● Sayd-ı hestî, bî dâm-ı nistî mutasavver ve sûret pezîr değildir. [Varlık avı, yokluk tuzağı olmadan tasavvur edilemez ve zuhûr etmez.] [İnsan kendini yok bilmedikçe, Allahü teâlâya kavuşamaz]. 6/120.
● Zarûretler, mahzûrları [harâmlığı] ortadan kaldırır, mubâh kılar. 5/37. [Hak Sözün Vesîkaları: 337.]
● Da yedeke alâ füâdike fe innel kalbe yeskünü lil halâli. [Elini kalbinin üzerine koy!
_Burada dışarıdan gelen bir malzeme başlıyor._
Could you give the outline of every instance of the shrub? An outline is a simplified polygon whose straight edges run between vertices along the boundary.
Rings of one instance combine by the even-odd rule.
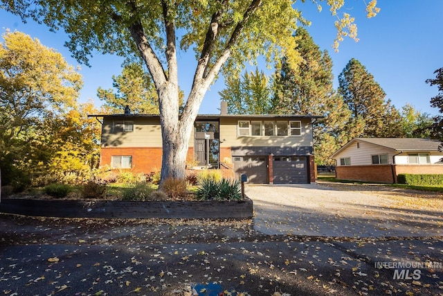
[[[154,190],[146,183],[134,183],[123,189],[122,199],[123,200],[147,200]]]
[[[122,171],[117,176],[117,182],[119,183],[132,183],[134,180],[134,174],[129,171]]]
[[[150,197],[150,199],[152,200],[168,200],[168,195],[165,193],[163,191],[161,191],[160,190],[156,190],[154,191],[152,191]]]
[[[154,171],[146,175],[145,180],[149,183],[158,184],[160,183],[160,171]]]
[[[55,198],[64,198],[71,191],[72,191],[72,188],[64,184],[51,184],[44,188],[44,192],[46,194]]]
[[[207,180],[219,182],[222,179],[223,179],[223,175],[219,170],[202,170],[197,175],[198,184],[203,184]]]
[[[239,200],[242,199],[242,187],[238,181],[222,179],[219,182],[219,197],[222,200]]]
[[[199,200],[217,200],[219,184],[211,179],[205,179],[197,189],[197,198]]]
[[[239,200],[242,199],[240,184],[237,181],[207,179],[197,188],[197,198],[200,200]]]
[[[83,185],[81,190],[83,198],[102,198],[106,195],[106,185],[93,181]]]
[[[186,180],[169,177],[161,184],[162,191],[170,198],[183,198],[188,193],[186,190]]]
[[[397,177],[397,182],[399,184],[413,186],[443,185],[443,175],[399,174]]]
Halâl için muhakkak kalb sâkin olur.] 5/110. [Cevâb Veremedi: 349, Fâideli Bilgiler: 169.]
● Dalâlet erdında [kâfir ülkesinde] bir kimseyi irşâd eylemek sadakadır. 4/147.[Herkese Lâzım Olan Îmân: 141, Cevâb Veremedi: 342.]
– T –
● Tâife-i aliyyenin sevenleri, onlar ile berâberdir ve husûsî hâllerine mahrem ve ortaklardır. 4/198.
● Bir tâifenin gördüğü dünyâ [bakdığı dünyâ çöplükleridir] ve bir gürûhun tama’ etdiği [arzû etdiği] âhıret ni’metleridir ve bir fırkanın dahî himmeti, Allahü teâlâya teveccühdür. 4/8.
● Tâ’âtı, Hak teâlânın rahmetinin eseri ve Onun yardımı ile olduğu için bileler. 4/92.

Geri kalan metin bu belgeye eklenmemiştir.